AWAM’s Telenita hotline provides two types of services: free well-being counselling for survivors of gender based violence and free legal information.
During the three-month period, AWAM received 40 calls related to legal inquiries. It also received 25 calls about domestic violence and 22 calls about mental health issues.
In total, AWAM received 31 harassment cases, with 12 cases involving sexual harassment, nine cases involving online sexual harassment, and 10 cases of other types of harassment.
The organisation handled 11 divorce cases, and five cases each related to intimate partner violence and relationship problems. It also received three inquiries about financial problems, and two each about rape and sexual assault.
AWAM received the most number of cases (58) in the “others” category.

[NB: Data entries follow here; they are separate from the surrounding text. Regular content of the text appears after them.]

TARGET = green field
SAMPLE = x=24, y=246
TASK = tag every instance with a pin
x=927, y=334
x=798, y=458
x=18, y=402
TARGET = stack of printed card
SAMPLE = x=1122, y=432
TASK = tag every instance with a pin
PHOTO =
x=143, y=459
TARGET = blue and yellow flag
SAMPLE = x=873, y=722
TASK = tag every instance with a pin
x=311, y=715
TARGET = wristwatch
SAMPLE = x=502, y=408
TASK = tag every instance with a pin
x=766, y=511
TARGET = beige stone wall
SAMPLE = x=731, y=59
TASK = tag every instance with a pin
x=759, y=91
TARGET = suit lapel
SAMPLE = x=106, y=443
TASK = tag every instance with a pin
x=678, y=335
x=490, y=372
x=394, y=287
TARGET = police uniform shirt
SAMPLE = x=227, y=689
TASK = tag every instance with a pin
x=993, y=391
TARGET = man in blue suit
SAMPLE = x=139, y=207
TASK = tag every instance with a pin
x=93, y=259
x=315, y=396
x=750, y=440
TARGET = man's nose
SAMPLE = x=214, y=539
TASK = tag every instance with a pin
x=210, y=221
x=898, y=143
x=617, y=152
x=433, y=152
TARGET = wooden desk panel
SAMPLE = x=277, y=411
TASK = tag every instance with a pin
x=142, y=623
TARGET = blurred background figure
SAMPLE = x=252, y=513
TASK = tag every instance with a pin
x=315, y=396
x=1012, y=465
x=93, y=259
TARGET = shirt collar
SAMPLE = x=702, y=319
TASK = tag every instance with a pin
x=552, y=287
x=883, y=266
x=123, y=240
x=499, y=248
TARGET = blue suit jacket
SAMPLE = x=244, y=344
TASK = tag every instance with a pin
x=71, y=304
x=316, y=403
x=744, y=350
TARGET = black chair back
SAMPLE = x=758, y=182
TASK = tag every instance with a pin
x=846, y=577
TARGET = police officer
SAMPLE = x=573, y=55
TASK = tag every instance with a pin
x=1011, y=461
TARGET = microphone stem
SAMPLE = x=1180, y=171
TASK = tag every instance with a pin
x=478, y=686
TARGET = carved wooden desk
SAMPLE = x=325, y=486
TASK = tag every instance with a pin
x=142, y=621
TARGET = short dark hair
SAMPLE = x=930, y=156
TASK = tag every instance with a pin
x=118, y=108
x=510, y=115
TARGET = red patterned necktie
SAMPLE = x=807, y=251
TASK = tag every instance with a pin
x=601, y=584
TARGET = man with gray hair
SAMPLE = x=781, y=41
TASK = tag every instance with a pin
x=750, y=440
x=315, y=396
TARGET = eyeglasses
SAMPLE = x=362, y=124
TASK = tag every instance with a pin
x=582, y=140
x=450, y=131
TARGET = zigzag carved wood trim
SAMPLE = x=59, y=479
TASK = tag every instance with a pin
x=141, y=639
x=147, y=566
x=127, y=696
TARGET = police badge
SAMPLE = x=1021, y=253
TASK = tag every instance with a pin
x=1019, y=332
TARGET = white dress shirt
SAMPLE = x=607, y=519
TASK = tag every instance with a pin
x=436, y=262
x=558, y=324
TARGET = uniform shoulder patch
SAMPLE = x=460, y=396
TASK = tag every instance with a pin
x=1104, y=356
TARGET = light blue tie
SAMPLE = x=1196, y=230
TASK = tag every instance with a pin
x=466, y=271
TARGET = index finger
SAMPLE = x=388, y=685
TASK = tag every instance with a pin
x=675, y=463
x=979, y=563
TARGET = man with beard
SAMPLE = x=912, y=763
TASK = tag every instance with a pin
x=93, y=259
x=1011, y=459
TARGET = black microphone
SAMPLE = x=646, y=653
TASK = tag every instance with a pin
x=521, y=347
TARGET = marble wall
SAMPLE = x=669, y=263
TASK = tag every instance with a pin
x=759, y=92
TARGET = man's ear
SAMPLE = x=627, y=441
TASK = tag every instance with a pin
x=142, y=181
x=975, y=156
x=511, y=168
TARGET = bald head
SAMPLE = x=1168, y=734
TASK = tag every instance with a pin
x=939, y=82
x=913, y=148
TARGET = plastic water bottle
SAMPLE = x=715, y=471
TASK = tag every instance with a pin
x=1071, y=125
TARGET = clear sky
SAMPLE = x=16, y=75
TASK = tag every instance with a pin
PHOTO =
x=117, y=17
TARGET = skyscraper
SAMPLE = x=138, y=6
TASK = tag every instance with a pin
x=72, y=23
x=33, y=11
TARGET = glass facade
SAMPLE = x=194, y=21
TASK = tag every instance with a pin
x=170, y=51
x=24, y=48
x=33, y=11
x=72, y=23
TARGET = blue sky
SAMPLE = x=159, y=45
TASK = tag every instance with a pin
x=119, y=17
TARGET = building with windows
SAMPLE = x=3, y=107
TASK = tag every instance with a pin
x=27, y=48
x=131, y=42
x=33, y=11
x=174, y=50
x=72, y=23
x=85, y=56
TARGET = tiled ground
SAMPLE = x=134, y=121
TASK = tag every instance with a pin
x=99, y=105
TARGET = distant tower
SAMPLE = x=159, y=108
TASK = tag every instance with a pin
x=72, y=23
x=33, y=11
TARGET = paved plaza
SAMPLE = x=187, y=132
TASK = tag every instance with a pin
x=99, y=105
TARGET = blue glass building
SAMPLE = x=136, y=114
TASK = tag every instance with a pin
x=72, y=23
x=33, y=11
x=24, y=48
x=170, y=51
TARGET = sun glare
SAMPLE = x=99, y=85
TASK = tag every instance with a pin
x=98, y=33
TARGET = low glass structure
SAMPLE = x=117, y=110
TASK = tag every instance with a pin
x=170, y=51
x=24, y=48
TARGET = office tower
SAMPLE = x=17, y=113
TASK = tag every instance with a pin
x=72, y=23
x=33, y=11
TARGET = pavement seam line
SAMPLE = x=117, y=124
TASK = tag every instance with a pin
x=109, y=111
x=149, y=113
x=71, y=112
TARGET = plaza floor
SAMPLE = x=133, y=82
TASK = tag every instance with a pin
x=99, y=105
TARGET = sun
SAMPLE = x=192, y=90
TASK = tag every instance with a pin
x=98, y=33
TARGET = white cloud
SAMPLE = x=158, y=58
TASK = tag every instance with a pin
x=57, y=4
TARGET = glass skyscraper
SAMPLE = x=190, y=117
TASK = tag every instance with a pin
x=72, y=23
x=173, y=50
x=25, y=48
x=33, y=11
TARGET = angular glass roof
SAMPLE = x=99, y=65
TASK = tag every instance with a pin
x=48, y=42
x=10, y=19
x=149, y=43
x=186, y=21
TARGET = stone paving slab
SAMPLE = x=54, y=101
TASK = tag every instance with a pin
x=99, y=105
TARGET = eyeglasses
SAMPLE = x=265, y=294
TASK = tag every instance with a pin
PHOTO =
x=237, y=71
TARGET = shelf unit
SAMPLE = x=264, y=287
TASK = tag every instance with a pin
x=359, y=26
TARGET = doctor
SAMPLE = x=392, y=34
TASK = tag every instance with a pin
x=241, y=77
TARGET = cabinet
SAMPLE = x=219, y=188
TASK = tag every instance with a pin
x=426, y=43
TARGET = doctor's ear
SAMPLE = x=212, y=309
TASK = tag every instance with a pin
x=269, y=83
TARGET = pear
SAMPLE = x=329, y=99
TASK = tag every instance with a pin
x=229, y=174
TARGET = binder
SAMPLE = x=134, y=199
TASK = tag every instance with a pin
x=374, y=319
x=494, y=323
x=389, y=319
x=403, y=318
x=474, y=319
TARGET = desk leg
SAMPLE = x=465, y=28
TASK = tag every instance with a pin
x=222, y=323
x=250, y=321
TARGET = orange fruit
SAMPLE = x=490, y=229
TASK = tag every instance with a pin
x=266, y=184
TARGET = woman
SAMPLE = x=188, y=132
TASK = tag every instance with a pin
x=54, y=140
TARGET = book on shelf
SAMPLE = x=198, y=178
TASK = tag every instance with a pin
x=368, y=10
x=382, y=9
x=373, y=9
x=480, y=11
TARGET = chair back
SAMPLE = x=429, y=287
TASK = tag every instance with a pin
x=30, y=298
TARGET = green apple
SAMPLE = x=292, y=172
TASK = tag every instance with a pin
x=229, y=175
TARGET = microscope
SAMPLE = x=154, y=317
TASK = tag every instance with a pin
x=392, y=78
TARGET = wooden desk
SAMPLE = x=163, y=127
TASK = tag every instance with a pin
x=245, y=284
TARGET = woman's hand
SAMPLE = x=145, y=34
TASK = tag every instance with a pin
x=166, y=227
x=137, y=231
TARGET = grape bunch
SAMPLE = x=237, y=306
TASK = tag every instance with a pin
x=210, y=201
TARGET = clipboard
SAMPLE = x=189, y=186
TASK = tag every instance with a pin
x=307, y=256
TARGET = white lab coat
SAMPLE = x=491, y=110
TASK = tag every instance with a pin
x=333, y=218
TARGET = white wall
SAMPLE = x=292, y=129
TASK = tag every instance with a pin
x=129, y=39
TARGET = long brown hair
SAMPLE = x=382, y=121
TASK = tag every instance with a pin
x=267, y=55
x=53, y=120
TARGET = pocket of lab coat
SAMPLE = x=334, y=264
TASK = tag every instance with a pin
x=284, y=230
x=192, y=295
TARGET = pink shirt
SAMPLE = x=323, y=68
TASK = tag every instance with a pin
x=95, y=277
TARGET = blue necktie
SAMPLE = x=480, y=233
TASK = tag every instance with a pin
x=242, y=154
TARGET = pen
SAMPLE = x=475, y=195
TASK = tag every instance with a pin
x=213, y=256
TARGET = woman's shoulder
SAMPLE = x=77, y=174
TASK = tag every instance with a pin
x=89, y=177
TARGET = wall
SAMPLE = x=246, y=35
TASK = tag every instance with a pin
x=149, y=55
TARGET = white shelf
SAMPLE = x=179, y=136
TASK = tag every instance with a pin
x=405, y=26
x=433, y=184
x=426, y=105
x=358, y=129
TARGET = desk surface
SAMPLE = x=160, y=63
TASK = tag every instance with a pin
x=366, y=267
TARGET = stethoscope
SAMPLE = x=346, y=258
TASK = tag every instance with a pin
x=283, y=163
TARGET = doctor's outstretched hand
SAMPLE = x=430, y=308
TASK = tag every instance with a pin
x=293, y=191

Based on these cases, the total number of survivors who reached out to AWAM were 141. One hundred and eighteen were female, followed by 11 male and 12 of undisclosed gender.
Most of the survivors’ ages were undisclosed (74.5 per cent), 12.8 per cent were between the ages of 18 to 30. Survivors under the age group of 31 to 49 constituted 5.7 per cent of total survivors, followed by 50 to 59 (4.3 per cent), 13 to 17 (1.4 per cent) and above 60 (1.3 per cent).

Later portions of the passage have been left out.